En lisant les observations qui me sont propres, si l'on trouve que j'aurais dû insister plus souvent sur les moyens généraux habituels, je répondrai que, plein de confiance dans mes injections iodées, je les ai toujours considérées, non comme un moyen extrême, mais comme un traitement rationnel, expérimenté et sûr, et qu'alors j'y ai eu recours de préférence à tout autre moyen.

DEUXIÈME PARTIE

DU TRAITEMENT PROPHYLACTIQUE DE LA FIÈVRE PUERPÉRALE

Si j'avais à m'occuper des diverses affections que la nouvelle école rapporte à l'état puerpéral, je devrais examiner si les limites assignées à cet état ne sont pas un peu exagérées, alors qu'on les étend à la femme pendant sa période menstruelle, aux enfants nouveau-nés, et aux fœtus dans les deux derniers mois de la vie intrautérine. Mais, n'ayant à parler de la fièvre puerpérale qu'en ce qui concerne la femme dont l'utérus, en état d'activité fonctionnelle, est le siége ou le point de départ essentiel de la maladie, je conserverai à l'état puerpéral la définition des anciens, c'est-à-dire « la période de l'accouchement et des suites de couches. »
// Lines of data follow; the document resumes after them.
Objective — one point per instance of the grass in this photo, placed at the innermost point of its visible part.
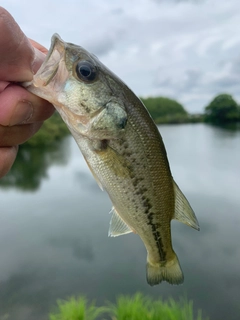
(137, 307)
(76, 309)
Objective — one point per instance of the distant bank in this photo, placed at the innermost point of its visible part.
(222, 110)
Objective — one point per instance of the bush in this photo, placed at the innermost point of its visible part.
(222, 109)
(137, 307)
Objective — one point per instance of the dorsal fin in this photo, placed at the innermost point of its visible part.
(183, 211)
(117, 226)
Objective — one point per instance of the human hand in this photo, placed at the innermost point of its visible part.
(21, 112)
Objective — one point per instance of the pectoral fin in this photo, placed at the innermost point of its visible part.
(117, 226)
(183, 211)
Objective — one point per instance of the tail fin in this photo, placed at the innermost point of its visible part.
(170, 272)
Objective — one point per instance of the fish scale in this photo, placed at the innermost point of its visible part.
(123, 149)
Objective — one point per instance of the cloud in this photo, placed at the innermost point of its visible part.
(189, 50)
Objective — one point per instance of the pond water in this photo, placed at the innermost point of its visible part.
(54, 224)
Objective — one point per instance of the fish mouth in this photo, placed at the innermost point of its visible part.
(50, 66)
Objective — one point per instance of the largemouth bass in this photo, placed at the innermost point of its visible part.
(123, 149)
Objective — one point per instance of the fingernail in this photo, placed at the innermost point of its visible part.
(38, 60)
(22, 114)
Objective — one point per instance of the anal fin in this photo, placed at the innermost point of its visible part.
(183, 211)
(117, 226)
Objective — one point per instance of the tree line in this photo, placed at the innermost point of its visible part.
(223, 109)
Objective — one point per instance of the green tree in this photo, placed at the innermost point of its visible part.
(222, 109)
(165, 110)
Si l'on veut bien se rappeler que la conception apporte des modifications nombreuses dans l'état anatomique et physiologique de la matrice, on comprendra, avec Valleix, que « l'utérus doit présenter après l'accouchement » des phénomènes qui sont plus du domaine de la pa>>thologie que de la physiologie. » Comment en serait-il autrement, si cet organe, qui avait décuplé de volume,

doit, avant de revenir à l'état normal, se déterger, expulser les débris des annexes du produit de la conception?

C'est là, dit l'auteur recommandable que je viens de citer, « un immense travail physiologique; c'est là une >> immense opportunité morbide. »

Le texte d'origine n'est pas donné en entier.